Critique | Rewind & Play, Alain Gomis, 2023
1 – Touches noires, le racisme ordinaire (rewind)
Tout d’abord, il faut rembobiner. L’émission remonte à décembre 1969. Elle se tourne à Paris et s’intitule « Jazz Portrait », mais ne semble pourtant que celui de l’homme qui, ce soir-là, ne jouera pas : Henri Renaud, présentateur de télévision, producteur notable et prestigieux, mais surtout blanc. C’est à lui que va avoir affaire, durant ce long enregistrement, Thelonious Monk, pianiste renommé et artiste stupéfiant du siècle dernier. Pourtant, Renaud est un admirateur et il ne s’en cache pas, Monk est une référence pour lui et peut-être même un modèle. Or, on ne refait pas un système en un soir – l’admiration ne tue pas les discriminations anodines. Ce qui va avoir lieu durant l’émission, c’est la longue et lente humiliation que la télévision blanche française va infliger à un artiste noir.

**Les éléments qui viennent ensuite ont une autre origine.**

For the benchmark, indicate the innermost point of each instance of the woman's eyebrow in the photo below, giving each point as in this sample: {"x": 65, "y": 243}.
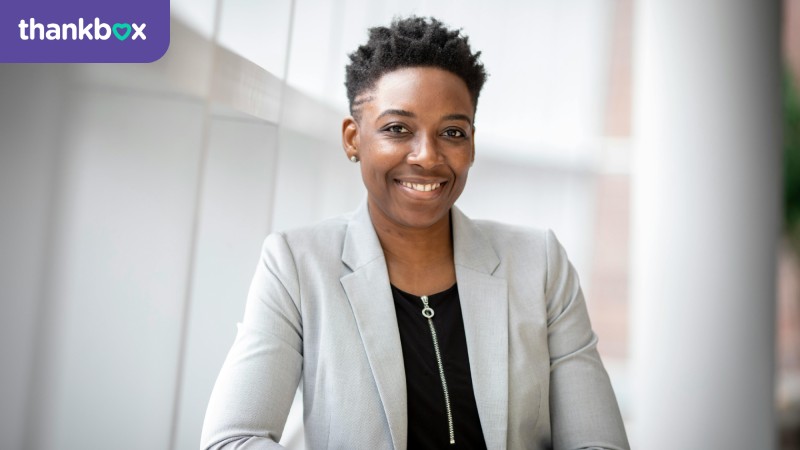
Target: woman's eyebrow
{"x": 463, "y": 117}
{"x": 396, "y": 112}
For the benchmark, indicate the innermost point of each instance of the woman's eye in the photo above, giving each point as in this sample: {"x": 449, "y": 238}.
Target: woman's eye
{"x": 454, "y": 133}
{"x": 399, "y": 129}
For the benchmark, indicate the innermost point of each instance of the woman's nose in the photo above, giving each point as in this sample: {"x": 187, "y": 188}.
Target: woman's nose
{"x": 426, "y": 153}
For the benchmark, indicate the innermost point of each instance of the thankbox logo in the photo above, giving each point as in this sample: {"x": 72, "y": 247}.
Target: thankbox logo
{"x": 32, "y": 30}
{"x": 83, "y": 30}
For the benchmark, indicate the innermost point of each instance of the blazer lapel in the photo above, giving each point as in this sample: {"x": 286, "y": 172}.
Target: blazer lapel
{"x": 370, "y": 296}
{"x": 484, "y": 307}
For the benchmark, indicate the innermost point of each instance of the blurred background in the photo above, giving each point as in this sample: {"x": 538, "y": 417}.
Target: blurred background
{"x": 660, "y": 140}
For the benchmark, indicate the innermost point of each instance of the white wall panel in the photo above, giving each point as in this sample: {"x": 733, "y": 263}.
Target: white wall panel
{"x": 257, "y": 30}
{"x": 234, "y": 220}
{"x": 29, "y": 124}
{"x": 119, "y": 266}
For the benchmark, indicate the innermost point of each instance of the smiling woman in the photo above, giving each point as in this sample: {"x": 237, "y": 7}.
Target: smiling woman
{"x": 408, "y": 324}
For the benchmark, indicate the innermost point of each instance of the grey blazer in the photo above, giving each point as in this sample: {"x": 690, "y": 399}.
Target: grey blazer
{"x": 320, "y": 312}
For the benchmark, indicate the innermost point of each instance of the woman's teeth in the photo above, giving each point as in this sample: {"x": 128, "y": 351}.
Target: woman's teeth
{"x": 421, "y": 187}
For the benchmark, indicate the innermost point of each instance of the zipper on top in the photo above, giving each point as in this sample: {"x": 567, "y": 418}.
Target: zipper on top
{"x": 427, "y": 312}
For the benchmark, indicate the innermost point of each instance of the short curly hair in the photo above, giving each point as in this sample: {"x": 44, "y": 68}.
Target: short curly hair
{"x": 413, "y": 42}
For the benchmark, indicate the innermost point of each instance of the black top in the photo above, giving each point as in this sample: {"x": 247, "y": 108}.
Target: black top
{"x": 427, "y": 413}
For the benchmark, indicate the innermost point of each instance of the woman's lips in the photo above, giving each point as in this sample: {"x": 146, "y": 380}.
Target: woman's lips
{"x": 421, "y": 187}
{"x": 420, "y": 190}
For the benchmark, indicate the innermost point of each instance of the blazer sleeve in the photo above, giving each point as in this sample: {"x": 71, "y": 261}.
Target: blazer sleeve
{"x": 257, "y": 383}
{"x": 583, "y": 408}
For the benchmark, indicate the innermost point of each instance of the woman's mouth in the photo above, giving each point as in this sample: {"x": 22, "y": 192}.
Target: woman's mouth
{"x": 421, "y": 187}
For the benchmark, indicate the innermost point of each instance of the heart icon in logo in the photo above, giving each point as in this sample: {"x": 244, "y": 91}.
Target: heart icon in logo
{"x": 121, "y": 26}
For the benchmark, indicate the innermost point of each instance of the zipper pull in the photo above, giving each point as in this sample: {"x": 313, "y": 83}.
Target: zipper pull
{"x": 427, "y": 311}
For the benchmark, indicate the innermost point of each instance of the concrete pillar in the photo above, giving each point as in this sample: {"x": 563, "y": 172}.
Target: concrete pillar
{"x": 706, "y": 217}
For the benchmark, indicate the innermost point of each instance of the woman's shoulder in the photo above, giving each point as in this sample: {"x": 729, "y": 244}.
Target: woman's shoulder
{"x": 503, "y": 234}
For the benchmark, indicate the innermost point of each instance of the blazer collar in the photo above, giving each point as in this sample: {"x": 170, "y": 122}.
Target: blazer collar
{"x": 470, "y": 247}
{"x": 484, "y": 307}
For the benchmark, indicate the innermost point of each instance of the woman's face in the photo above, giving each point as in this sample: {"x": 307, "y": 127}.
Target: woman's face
{"x": 415, "y": 140}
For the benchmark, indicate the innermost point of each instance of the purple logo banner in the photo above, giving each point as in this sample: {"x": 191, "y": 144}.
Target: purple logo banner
{"x": 83, "y": 31}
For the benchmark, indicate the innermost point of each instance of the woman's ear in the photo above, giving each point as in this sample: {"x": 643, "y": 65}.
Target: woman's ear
{"x": 350, "y": 138}
{"x": 472, "y": 160}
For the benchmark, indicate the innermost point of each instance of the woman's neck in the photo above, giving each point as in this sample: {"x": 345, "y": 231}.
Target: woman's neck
{"x": 419, "y": 260}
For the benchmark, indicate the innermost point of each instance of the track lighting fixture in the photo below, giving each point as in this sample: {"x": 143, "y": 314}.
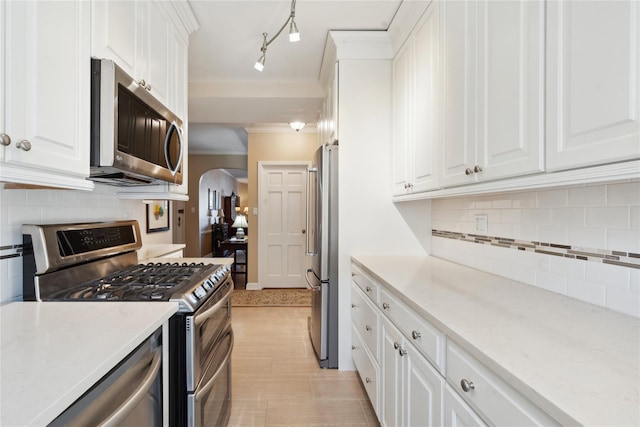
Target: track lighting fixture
{"x": 294, "y": 36}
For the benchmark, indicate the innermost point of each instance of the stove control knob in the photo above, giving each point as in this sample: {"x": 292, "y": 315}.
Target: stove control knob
{"x": 199, "y": 292}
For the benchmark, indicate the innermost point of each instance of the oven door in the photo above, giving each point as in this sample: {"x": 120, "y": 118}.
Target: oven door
{"x": 202, "y": 331}
{"x": 210, "y": 404}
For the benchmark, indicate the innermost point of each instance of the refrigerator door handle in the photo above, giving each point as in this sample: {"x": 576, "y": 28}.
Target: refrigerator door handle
{"x": 309, "y": 284}
{"x": 308, "y": 250}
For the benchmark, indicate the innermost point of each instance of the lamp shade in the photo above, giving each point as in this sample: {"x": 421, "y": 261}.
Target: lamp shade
{"x": 240, "y": 222}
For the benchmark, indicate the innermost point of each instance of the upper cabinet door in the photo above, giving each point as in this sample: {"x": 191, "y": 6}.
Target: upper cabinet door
{"x": 593, "y": 82}
{"x": 510, "y": 107}
{"x": 116, "y": 34}
{"x": 46, "y": 83}
{"x": 402, "y": 118}
{"x": 458, "y": 28}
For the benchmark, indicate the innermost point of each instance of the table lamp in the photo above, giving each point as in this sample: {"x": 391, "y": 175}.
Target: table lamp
{"x": 239, "y": 223}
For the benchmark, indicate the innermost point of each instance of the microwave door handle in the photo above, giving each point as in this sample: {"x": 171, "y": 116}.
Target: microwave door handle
{"x": 167, "y": 141}
{"x": 116, "y": 418}
{"x": 309, "y": 172}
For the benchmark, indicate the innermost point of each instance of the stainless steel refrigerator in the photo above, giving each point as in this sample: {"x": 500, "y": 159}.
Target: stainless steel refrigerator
{"x": 322, "y": 246}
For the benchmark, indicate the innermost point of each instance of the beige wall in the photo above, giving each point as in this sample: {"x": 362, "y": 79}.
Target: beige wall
{"x": 198, "y": 165}
{"x": 286, "y": 146}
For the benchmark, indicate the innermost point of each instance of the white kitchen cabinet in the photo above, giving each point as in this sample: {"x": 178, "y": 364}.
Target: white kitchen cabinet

Maintenant, rembobinons d’un peu moins loin. Alain Gomis, se préparant à la réalisation d’une fiction sur le jazzman, tombe, au cours de ses recherches, sur les rushs de l’émission. Ces trouvailles, pot-pourri allant de représentations magnifiques de Monk à nombreuses remarques désobligeantes et déshumanisation totale de l’artiste, forment un contenu certain sur le traitement particulier que subissent, à la télévision française, les artistes racisés. D’évidence, Alain Gomis étant lui-même de ceux-là, une idée fleurit : et si par ces archives il ne serait pas temps de faire justice à Monk, de remodeler le passé en le remontant différemment ? Le cinéma, au contraire du petit écran, détient d’infinies possibilités de montage – il n’est pas soumis au devoir d’audimat, ni aux tranches horaires. Par le cinéma, tout est possible. Alors voilà, Rewind and play sera donc cette idée, la reconstruction juste et légitime de l’accueil que la télévision aurait dû donner à Monk il y a de ça maintenant plus de cinquante ans.

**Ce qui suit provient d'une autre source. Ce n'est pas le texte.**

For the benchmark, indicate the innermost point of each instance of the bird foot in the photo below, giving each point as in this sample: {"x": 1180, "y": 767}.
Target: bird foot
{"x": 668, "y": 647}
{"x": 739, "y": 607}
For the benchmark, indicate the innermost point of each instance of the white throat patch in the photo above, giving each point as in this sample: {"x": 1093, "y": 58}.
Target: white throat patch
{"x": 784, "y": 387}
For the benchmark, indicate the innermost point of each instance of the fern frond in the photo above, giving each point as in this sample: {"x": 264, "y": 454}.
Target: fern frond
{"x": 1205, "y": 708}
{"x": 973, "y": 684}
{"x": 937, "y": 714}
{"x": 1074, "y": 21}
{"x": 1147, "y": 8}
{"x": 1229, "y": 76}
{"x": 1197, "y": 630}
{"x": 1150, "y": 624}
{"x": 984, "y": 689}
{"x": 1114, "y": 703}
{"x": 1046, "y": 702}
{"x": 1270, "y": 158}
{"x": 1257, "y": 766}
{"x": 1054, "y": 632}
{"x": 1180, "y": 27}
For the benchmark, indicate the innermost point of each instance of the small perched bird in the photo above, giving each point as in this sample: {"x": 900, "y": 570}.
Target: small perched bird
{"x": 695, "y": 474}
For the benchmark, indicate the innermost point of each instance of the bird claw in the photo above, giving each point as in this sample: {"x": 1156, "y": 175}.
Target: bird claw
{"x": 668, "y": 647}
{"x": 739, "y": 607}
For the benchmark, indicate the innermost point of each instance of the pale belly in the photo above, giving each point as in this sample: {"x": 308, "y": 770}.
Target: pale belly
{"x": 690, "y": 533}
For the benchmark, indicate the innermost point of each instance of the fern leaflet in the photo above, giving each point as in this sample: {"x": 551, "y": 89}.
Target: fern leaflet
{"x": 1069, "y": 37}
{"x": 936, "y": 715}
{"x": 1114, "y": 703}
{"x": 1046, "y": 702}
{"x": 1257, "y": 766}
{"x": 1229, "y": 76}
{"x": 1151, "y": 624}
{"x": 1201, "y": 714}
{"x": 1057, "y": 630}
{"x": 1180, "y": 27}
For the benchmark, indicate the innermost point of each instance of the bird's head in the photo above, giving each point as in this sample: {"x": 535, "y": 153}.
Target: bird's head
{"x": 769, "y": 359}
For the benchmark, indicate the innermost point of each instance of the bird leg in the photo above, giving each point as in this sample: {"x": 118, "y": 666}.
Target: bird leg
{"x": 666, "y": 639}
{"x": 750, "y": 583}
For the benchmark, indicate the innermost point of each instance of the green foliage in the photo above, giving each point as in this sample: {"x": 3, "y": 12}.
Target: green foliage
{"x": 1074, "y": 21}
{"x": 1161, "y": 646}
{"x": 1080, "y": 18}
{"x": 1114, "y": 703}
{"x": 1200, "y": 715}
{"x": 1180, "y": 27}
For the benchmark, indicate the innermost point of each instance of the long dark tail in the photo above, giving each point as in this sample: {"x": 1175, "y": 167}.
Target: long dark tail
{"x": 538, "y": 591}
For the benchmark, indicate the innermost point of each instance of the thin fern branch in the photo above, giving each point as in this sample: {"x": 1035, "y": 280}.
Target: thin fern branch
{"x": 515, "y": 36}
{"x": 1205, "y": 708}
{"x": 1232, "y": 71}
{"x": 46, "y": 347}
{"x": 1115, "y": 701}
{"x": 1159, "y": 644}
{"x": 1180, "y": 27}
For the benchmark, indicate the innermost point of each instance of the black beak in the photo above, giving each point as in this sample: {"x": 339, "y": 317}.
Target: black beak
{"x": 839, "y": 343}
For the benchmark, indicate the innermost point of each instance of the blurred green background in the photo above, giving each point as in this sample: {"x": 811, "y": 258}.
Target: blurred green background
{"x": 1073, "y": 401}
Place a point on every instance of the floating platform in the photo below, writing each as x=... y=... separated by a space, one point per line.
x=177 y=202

Cessons de rembobiner. Lorsque le film commence, nous remarquons tout de suite que quelque-chose cloche. Monk se trouve être traité davantage en animal de foire qu’en jazzman de renom. Certes, les attributs de star sont là, cigarettes, interviews, lunettes de soleil, tenue chic, photographes à foison… et pourtant, devant les caméras indiscrètes, un grillage invisible comme une certaine distance rend notre observation douteuse et reculée comme devant un enclos de zoo. La télévision provoque ça ; mais néanmoins, ici, la chose paraît atteindre son paroxysme. Il y a comme une cage dans la cage, un quatre-tiers au carré. Un surcadrage cadenassé de barreaux.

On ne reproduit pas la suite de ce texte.